An diesen Punkten hatte es der Untersuchungsausschuss allerdings schwer, tiefer ins Detail zu gehen. Immer wieder musste er sich mit den Verfassungsschutzbehörden über die Bereitstellung von Akten und deren Einstufung streiten. In ihrem Sondervotum beklagen die Piraten, dass die Behörden teilweise auf Zeit gespielt hätten. Auch sei es problematisch, dass viele Akten weiterhin geheim bleiben. Einer breiteren Öffentlichkeit bleibt so die Möglichkeit, an der Aufklärung der Taten des NSU zu arbeiten, verschlossen.
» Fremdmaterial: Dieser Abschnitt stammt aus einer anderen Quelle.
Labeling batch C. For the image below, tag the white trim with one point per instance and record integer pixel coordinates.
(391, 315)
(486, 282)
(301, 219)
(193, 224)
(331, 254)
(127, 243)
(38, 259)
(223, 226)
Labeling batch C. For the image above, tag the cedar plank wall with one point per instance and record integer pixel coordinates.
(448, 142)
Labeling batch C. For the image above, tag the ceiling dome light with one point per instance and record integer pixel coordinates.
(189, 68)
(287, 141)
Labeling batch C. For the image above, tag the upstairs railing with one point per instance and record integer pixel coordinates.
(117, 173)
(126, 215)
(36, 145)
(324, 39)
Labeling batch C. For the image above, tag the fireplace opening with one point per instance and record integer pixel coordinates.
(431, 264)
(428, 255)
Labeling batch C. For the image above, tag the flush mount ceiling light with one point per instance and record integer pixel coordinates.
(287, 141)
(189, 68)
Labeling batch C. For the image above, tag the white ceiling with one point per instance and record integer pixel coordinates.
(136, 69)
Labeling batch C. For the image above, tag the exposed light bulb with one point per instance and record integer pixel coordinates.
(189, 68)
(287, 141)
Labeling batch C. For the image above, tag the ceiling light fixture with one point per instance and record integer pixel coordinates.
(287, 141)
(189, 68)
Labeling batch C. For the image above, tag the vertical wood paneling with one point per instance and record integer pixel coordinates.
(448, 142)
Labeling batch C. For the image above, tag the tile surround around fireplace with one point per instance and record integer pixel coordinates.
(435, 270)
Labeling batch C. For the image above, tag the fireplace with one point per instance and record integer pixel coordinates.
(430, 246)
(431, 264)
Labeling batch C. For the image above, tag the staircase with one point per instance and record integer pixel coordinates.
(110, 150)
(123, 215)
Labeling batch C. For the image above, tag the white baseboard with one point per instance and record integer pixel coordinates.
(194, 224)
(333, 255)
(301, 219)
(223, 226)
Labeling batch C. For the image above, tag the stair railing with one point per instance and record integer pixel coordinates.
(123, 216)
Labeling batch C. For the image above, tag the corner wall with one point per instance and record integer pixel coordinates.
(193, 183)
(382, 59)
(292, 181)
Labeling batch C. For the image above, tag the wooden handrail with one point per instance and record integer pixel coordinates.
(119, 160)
Nicht nur der Todestag von Mehmet Kubasik jährt sich in diesen Tagen zum elften Mal. Auch der Mord an Halit Yozgat in Kassel liegt am 6. April elf Jahre zurück. Im NRW-Bericht werden zahlreiche Kontakte zwischen der Neonaziszene in Dortmund und der im nordhessischen Kassel aufgezählt. Dort soll am Donnerstag neben einer Erinnerungsdemo auch ein Gutachten vorgestellt werden. Die Kasseler »Initiative 6. April« und das »Tribunal NSU-Komplex auflösen« hatten das Londoner »Forensic Architecture« mit einer Studie beauftragt. Diese kommt zu dem Schluss, dass der Verfassungsschützer Andreas Temme, der zur Tatzeit am Tatort war, den Mord wahrgenommen haben muss. Das bestreitet der Verfassungsschützer bis zum heutigen Tag.